The primary difference between the process for selecting the nominees and the process for selecting the winners is that once the nominees are selected all voting members of the Academy are entitled to vote in all categories. So while it is up to the cinematographers to decide which five films deserve nominations for their cinematography, all of the other branches get to weigh in on who deserves to win. This means the speciality element is removed. While the nominations for Sound Editing and Sound Mixing are put forward by those people who understand the difference between those two categories, everyone else gets a say in who wins them.

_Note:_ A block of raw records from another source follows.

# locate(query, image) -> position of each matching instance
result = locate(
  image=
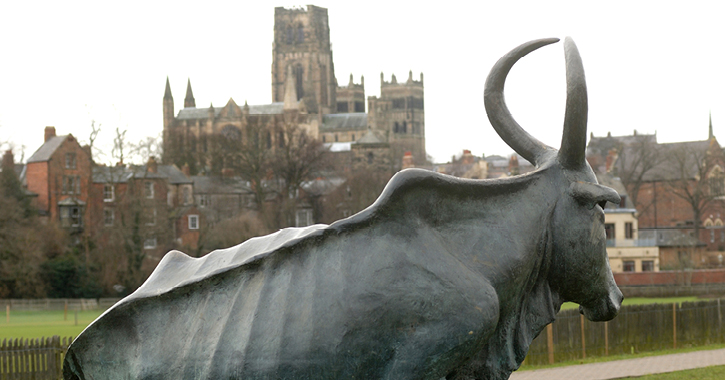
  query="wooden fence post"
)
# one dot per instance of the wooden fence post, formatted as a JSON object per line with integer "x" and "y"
{"x": 606, "y": 338}
{"x": 584, "y": 343}
{"x": 674, "y": 325}
{"x": 550, "y": 342}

This change in process can be significant because not all branches of the Academy are created equal. The actors branch is by far the largest in the Academy. It makes sense if you think about it. There are four acting awards each year with five nominees for each. So it is theoretically possible that twenty new actors could earn a nomination and join the Academy each year (ok, nineteen if we assume that Meryl Streep is an automatic nomination). As such, films that appeal to the sensibilities of actors are more likely to perform well in final voting.

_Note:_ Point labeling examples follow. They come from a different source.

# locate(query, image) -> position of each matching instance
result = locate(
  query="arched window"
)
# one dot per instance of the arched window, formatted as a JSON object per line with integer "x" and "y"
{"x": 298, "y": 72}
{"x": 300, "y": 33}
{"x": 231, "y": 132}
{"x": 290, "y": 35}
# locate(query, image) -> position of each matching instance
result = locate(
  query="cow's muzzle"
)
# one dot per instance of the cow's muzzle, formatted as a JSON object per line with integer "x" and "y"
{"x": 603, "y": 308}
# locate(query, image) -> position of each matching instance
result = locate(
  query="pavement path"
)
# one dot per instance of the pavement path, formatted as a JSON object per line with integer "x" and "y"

But while all voting members are entitled to vote in all categories there are some restrictions. In the Foreign Language Film, Documentary and Short Film categories, members are only eligible to vote if they have seen all of the nominated films.

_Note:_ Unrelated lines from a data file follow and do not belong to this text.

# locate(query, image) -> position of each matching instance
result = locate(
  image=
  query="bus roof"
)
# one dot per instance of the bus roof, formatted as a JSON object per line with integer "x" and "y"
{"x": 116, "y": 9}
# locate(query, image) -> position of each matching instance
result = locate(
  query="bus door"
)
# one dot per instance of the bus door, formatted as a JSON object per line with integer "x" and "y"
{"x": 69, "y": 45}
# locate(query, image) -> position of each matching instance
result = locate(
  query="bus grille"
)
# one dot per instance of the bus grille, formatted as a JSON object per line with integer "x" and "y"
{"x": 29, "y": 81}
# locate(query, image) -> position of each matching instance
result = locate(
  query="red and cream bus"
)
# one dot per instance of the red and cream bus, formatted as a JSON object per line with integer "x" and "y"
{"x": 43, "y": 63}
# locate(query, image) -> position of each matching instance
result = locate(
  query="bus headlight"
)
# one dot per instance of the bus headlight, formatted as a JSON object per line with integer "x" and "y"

Again it is a secret ballot conducted on paper or online. For all categories except Best Picture the award is given to the top vote getter. The Best Picture category, like in the nominating stage, is a preferential system. A film must end up with 51% of the votes to win Best Picture. Voters are thus asked to rank the nominees from first to last. After the first round of counting, the film with the least number of votes will then have its votes redistributed to their second preference, and so on and so on until a film reaches the 51% mark. This system means that the film which ultimately wins is not necessarily the film that picked up the highest number of first place votes. Rather, it is the film which ranked highest across the board. So a very divisive film (think Tree of Life a couple of years ago) might pick up a number of high votes from its supporters, but would lose out from the low rankings it would get from those for whom it was not their cup of tea.
The results are then tabulated by the people at PricewaterhouseCoopers and kept secret until the envelope is opened on stage at the Kodak Theatre on Oscar night.
So hopefully that has shed a bit of light on how it all works, who votes for what, and what the Academy looks like, so when you are in you filling out your Oscars pools and tipping competitions you can stop asking “Who do I think should win?” and start asking “Who do I think will win?”